Also, you may have noticed that shrink-wrap licenses are
valid in only
two places: Washington (state) and Virginia. This would be a Federal
class action.

Please, do not confuse "governing law" and "jurisdiction" with
applicability. With most commercial software, you don't own it. The actual
owners retain full ownership rights. That makes a huge legal difference.
BTW, MHSC shrink-wrap, and all other MHSC contracts, are under Delaware law,
with alternative jurisdiction in Colorado, and neither of the other two
jurisdictions that you mention. It has to do with where the corporate home
is. Further, lawyers make big bucks arguing "comparative negligence". None
of us gets paid well enough to do so here. FWIW, almost all commercial
software developers carry "Errors and Omissions" coverage, as a second-level
backup to the lawyers.

That said and in most jurisdictions, the driver has primary responsibility.
This is due to the fact that the driver has primary responsibility for
maintenance and application. This is the primary reason for the "fitness of
purpose" clause.

Joe Shaw wrote:
> And with this latest threat of code red, Microsoft would
have been covered
> anyway, because a patch for this exploit existed well
before CodeRed hit.
> They released a patch for the indexing server on June 18,
2001, which as

Actually, although the patch was released, M$ lied, saying it
was only
needed by web servers. We have since learned that *ALL* W2K and XP
systems were vulnerable. Fraud and misrepresentation?

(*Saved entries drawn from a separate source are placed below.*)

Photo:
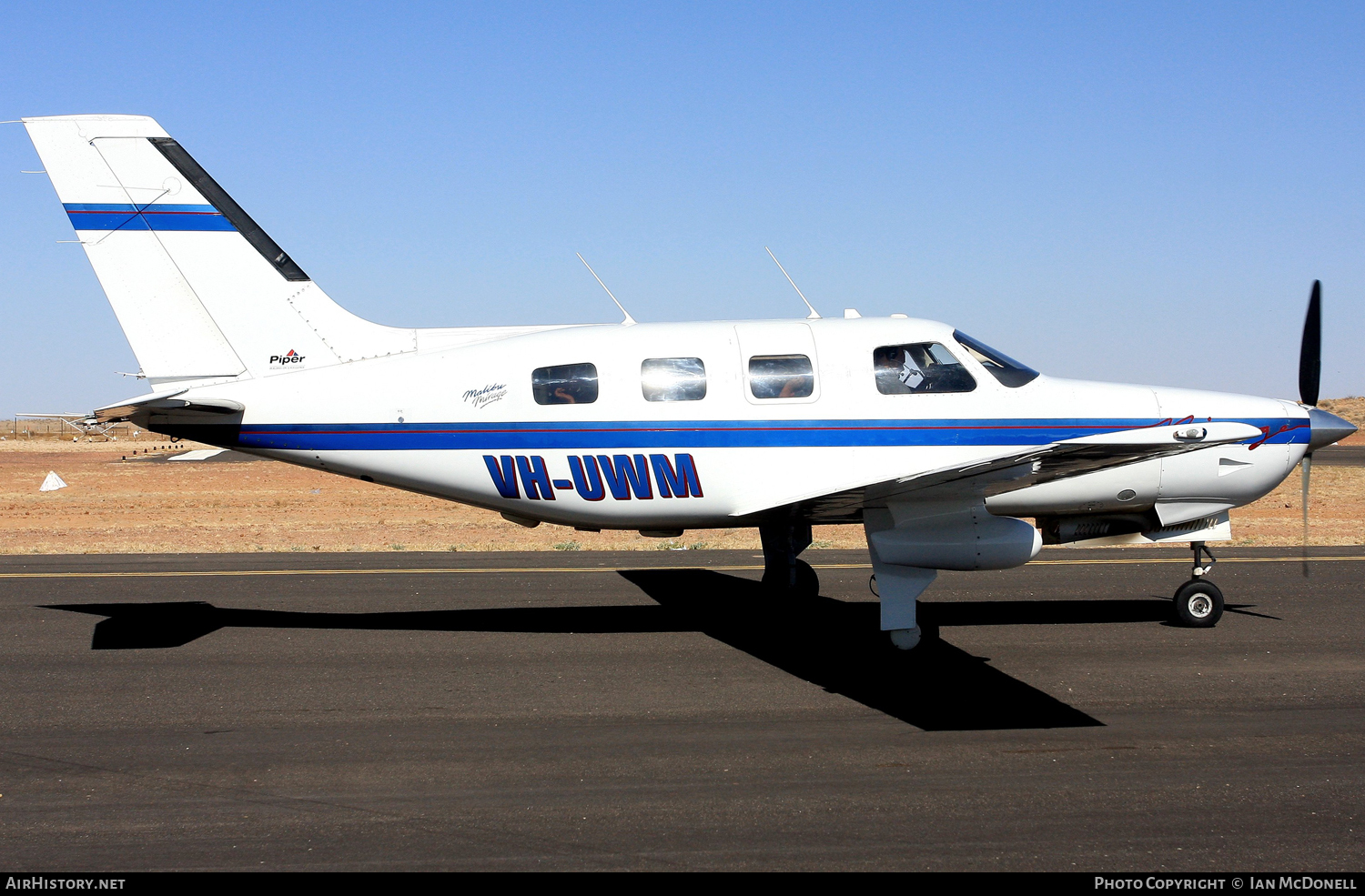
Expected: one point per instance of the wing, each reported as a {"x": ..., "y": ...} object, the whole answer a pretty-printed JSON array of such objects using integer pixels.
[{"x": 1017, "y": 469}]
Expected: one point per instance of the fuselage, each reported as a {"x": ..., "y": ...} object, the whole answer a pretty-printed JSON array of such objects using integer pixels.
[{"x": 482, "y": 423}]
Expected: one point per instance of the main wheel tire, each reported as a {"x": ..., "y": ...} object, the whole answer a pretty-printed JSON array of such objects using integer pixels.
[{"x": 1198, "y": 604}]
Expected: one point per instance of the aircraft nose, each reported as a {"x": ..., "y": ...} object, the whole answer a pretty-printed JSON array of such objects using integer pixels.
[{"x": 1327, "y": 428}]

Since ALL Win2K and XP packages contain IIS, where did they even mislead?

> human somewhere wrote some bad code. It happens, and
continues to happen
> on a daily basis.

It's long past time that humans were held accountable.

Now, there is something that I can agree with. Let's hunt down the script
kiddie and their bunk-daddy (who wrote Code Red) and start hacking off
appropriate appendages. I'll be glad to sharpen the knives.

Funny, the engine electronics in my car doesn't seem to be vulnerable
to these failures.... Maybe it's the extensive (years) of
testing and code review?

Why should I have to pay for the desire of M$ to be "first to
market", or more usually, "last to market but cheaper".

There is no other industry where such bad practices would be
acceptable. It shouldn't be in ours, either!

Have you ever done a function-point analysis, or path permutations analysis
on your average GUI program? The simplest GUI is vastly more complex than
the engine monitoring computer in your car. Just chasing all first-order
paths would take decades. Second-order paths number in the billions. We
won't go to third-order. Exhaustive testing is not even dreamable. If you
even have a QA department available, ask them. While you're at it, do you QA
your web-site?

> Security requires vigilence, and there seems to be too
little of it out in
> the world.


Please do not confuse ownership and/or licensing with anything....
What part of "I'm not a party to the EULA" do you not understand?

Last I checked, in every state except Washington, the disclaimer for
fitness of purpose has been overruled. The product conforms to the
documented claims, or you have a cause of action.

Also, there is no "comparitive" in this negligence. The driver is not
responsible for design flaws in the car that killed the third party
while unattended.

As for the rest, I used to run a QA department, some years before
drafting the appropriations language to fund a little thing called the
"NSFnet".... I will affirmatively state that you know your analysis
even less well than you know your law.